Dom McChesney surveyed the room packed with gray-faced ghouls and monsters sporting garish rips of flesh, dispatched zombie skaters to warm up their skateboards, then addressed the rest of the 43 local actors he had prepped for last week's dress rehearsal of "Festival of Fear."

"Take deep breaths — in and out," said McChesney, who serves as director of the festival's scare school. "Remember to keep it simple. One or two scares, then reset," he said, adding, "The show will rock. It will be fantastic."

Kapolei water park Wet'n'-Wild Hawaii partnered with Sudden Impact! Entertainment — a New-York-based company that specializes in creating spooky, live theatrical experiences for amusement parks and other venues around the world — to present "Festival of Fear." The elaborate Halloween production opens tonight, providing one more option to get your scare on for the season.

It features two mazes: The dystopian Freezer set, which portrays a meltdown at a cryogenic prison, and the scary-but-beautiful Freakshow, which uses black-light glow to project floating skulls and other eerie effects.

Audience members wear 3-D glasses for both Freakshow and Terror Tunnel, the festival's other live set, which involves crossing what appears to be a twisting, spinning bridge.

Elsewhere on the park's grounds, skating zombies and assorted ghouls haunt "scare zone" areas. Three water slides are available, though there will be no Halloween-related frights there.

SHOW'S THE STAR

Lynton Harris launched Sudden Impact! in his native Australia in the early 1990s. His first arena show, Madison Scare Garden, featured 10 theatrical sets and ran for four seasons in New York City starting in the mid-1990s.

Over the years, Sudden Impact! has developed a nontraditional format for a haunted-house show. As with "Festival of Fear," there are no chainsaw-vampire-Freddy Krueger mixed-plate scares — instead, there are design-centric sets, with a cohesive blend of actors, props and soundtrack.

"We want a cool, clean design, and we want the experience to be entertaining and scary," said Harris, who was at the water park for the festival preview.

Actor Ronney Reddig, positioned just inside the Freezer, spent about an hour in a makeup chair, morphing into an ashen maniac with a third eye bulging from a bloody forehead, before taking his place under pulsating white strobe lights in the chainlink-lined set.

"I'm the first one they see. So, I have the advantage of getting that first jolt of a scare," Reddig said. Then, as the audience moves along — disoriented by fogging mirrors and monsters — he said, "I come back around and get them from the side."

Reddig completed the weeklong scare school session at Wet'n'Wild. Among the top lessons learned: Don't yell "Boo!" A creepy whisper can be far more effective. And don't touch audience members. A bit of physical space allows passersby to get scared without feeling uncomfortable.

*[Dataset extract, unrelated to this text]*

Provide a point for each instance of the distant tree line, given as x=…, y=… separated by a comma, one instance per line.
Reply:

During scare school sessions, McChesney said, actors also learn to work as teammates. "We don't have room for divas," he said. "The star is the show."

Inside the less intense Freakshow, the show's choreography calls for collaboration; some actors cloaked in black cast still shadows, while others drift about or suddenly pop out — with only shining masks visible — within arm's reach of audience members shuffling through the maze.

Handrails help you keep your balance while lurching through Terror Tunnel. Note to anyone without an iron stomach: Don't enter the physically disorienting set immediately after polishing off refreshments at the park's Graveyard Grill, Killer Cafe or Witches Brew House.

FRIGHTFUL FUN

After "Festival of Fear," which is also being staged at a water park in Phoenix and other Mainland locations, Harris will travel to Copenhagen, where design is under way for a permanent spine-tingling show at Tivoli Gardens.

In the international scare business, Harris said, "What is most rewarding is watching people's reactions when an actor gets it right."

In an effective gotcha moment, the temporarily terrified will scream, grab friends, family or whomever the closest audience member may be, and then laugh.

"I like to say that laughter is our No. 1 emotion here — not getting scared," Harris said.

Of his job, he adds, "It is, honestly, a humorous endeavor."

SCARES APLENTY

These haunted hot spots are now open:
Haunted Plantation, with a "year of the obake" theme and two houses open for the first time, starts tonight; 7-11 p.m. Fridays-Saturdays and Oct. 25 through Halloween, Hawaii Plantation Village, 94-695 Waipahu St., Waipahu; $8, fast-pass line tickets $13; 677-0110. No children under age 13. A portion of proceeds goes to the Plantation Village.
Also: Tours with ghost stories (separate from the Haunted Plantation): 7 and 8:30 p.m, Wednesday-Thursday and Oct. 28; $10.
Scare Factory IV Haunted House, 6-9 p.m. Mondays-Fridays, noon-9 p.m. Saturdays, noon-5 p.m. Sundays, upper level, theater wing, Windward Mall, Käneohe; $12 general, $10 children; 235-1143.
Also: The mall will offer trick-or-treating and entertainment 4-7 p.m. Oct. 31.
Haunted Lagoon Canoe Ride, 6:30-9 p.m. Mondays, Wednesdays, Fridays and Saturdays through Oct. 31, Polynesian Cultural Center, Läie; $15 general (kamaäina), $10 ages 5 to 15; fast-pass tickets and other discounts available; 293-3333, www.polynesia.com.
New offerings this year:
Victorian Horrors, with actors bringing authors such as Mary Shelly and Poe back from the dead in a lantern-lit, historic setting; 6:30-9 p.m. Oct. 24, Mission Houses Museum;$25, $20 members; 447-3929.
"The Undead Invasion": participants will use gadgets, crack codes, follow clues and interact with actors to track down zombies in Honolulu, 7-10 p.m. Oct. 31, Aloha Tower Marketplace;$35; www.undeadinvasion.com, 266-0478.
Keiki Costume Ball, featuring trick-or-treating at the center, pizza, games, arts and crafts, and a carousel ride, 5:30-7:30 p.m. Oct. 30, Children's Discovery Center, 111 Ohe St.; $10 members; $16 nonmembers. Registration is required: www.discoverycenterhawaii.org/events.html.